Significant variables.
All of the 12 prognostic risk factors were entered into the multivariable analysis model for adjustment. The results showed that fracture type (OR = 3.18; 95% CI, 2.67‐5.39; P = .000), operative duration >122 minutes (OR = 2.52; 95% CI, 2.03‐4.23; P = .006), anaesthesia time > 130 minutes (OR = 1.43; 95% CI , 1.13‐1.81; P = .003), interoperative body temperature < 36.4°C (OR = 1.98; 95% CI, 1.42‐2.76; P = .000), WBC >9.4 × 109 (OR = 1.36; 95% CI, 1.08‐1.72; P = .010), PLT < 288×109 (OR = 1.51; 95% CI, 1.13‐1.67; P = .005), GLU > 100 mg/dL (OR = 2.06; 95% CI, 1.20‐3.21; P = .002) were independent risk factors of postoperative SSI (Table 3). The result of Hosmer‐Lemeshow test demonstrated a preferable fitness (X 2 = 14.746; P = .064).
Table 3.
Variable | Odds ratio | 95% CI | P value |
---|---|---|---|
Fracture type | 3.18 | 2.67‐5.39 | .000 |
Surgical duration > 122 minutes | 2.52 | 2.03‐4.23 | .006 |
Anaesthesia time > 130 minutes | 1.43 | 1.13‐1.81 | .003 |
Body temperature < 36.4°C | 1.98 | 1.42‐2.76 | .000 |
GLU > 100 mg/dL | 2.06 | 1.20‐3.21 | .002 |
PLT < 288 × 109 | 1.51 | 1.13‐1.67 | .005 |
WBC > .4 × 109 | 1.36 | 1.08‐1.72 | .010 |
Abbreviations: GLU, blood glucose; PLT, blood platelet count; WBC, white blood cell.
4. DISCUSSION
In the present study, we have characterised surgical site infection following operative treatment in open fracture.

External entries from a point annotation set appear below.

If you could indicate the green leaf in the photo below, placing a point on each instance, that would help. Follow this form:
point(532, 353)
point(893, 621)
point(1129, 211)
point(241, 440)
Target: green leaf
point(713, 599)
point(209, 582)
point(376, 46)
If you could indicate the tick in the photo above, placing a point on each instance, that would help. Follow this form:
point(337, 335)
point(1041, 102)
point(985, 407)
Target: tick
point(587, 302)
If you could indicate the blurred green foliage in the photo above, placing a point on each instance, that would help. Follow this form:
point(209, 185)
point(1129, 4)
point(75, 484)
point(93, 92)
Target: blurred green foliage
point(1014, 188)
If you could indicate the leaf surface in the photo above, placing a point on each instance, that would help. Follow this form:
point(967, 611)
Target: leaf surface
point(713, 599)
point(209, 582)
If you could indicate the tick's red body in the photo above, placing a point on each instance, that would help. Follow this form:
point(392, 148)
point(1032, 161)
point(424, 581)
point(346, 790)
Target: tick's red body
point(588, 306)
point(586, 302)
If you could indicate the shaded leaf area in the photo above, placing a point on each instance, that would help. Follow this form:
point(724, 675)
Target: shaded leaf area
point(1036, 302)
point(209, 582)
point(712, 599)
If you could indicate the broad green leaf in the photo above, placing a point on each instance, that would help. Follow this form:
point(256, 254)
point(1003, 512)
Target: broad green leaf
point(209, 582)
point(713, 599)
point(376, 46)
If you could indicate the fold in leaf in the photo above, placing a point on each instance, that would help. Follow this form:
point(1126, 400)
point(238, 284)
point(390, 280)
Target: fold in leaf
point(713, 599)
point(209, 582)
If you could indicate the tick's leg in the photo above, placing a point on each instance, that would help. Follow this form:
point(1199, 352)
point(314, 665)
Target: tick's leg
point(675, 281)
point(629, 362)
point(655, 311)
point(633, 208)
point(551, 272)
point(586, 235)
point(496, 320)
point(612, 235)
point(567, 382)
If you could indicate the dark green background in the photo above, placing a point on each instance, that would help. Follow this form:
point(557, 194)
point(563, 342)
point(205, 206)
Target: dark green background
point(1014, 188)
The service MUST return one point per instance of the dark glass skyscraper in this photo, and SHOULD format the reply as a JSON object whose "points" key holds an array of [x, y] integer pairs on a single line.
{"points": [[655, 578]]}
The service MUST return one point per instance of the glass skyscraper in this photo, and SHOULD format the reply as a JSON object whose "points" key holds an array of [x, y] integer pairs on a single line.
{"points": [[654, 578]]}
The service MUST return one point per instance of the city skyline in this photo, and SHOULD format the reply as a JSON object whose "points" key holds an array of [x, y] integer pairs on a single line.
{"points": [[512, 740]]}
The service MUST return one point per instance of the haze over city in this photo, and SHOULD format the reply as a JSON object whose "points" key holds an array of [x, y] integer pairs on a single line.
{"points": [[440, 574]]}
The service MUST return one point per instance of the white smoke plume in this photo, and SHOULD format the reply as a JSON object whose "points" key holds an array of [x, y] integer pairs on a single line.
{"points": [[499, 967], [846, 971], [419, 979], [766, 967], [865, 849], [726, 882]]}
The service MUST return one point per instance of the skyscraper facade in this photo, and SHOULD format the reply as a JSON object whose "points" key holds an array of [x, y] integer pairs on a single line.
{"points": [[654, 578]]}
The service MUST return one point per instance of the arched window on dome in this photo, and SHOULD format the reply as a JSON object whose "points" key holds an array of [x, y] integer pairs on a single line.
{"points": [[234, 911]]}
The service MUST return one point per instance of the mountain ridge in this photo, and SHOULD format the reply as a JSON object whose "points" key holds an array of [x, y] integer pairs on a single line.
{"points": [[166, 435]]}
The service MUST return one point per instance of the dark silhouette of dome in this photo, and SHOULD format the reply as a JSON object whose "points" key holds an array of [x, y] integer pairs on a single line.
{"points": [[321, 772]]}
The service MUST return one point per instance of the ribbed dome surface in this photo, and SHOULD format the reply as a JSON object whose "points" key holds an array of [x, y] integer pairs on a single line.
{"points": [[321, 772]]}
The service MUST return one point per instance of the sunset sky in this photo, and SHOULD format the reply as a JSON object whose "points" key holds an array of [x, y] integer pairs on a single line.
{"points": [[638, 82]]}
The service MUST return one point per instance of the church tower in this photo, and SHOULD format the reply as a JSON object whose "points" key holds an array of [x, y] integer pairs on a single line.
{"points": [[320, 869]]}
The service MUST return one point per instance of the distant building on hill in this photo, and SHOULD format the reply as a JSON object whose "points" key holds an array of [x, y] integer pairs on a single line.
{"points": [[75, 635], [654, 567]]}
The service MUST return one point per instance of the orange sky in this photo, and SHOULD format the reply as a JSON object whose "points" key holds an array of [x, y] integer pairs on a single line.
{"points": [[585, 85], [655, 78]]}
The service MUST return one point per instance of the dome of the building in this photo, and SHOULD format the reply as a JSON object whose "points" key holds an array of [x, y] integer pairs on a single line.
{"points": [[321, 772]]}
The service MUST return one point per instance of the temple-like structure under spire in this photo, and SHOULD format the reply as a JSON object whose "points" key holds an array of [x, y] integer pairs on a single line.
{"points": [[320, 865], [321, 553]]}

The incidence rate of SSI after the surgery of open fractures was 18.6%, with 17.0% and 1.56% for superficial SSI and deep infection, respectively. More importantly, seven risk factors were identified to be associated with SSI, namely, fracture type, surgical duration, anaesthesia time, intraoperative body temperature, the level of blood glucose, and platelet and leukocyte count. Among the seven mentioned predictors, six risk factors were approximately modifiable, and we have observed their significant role in protecting patients against postoperative wound infection.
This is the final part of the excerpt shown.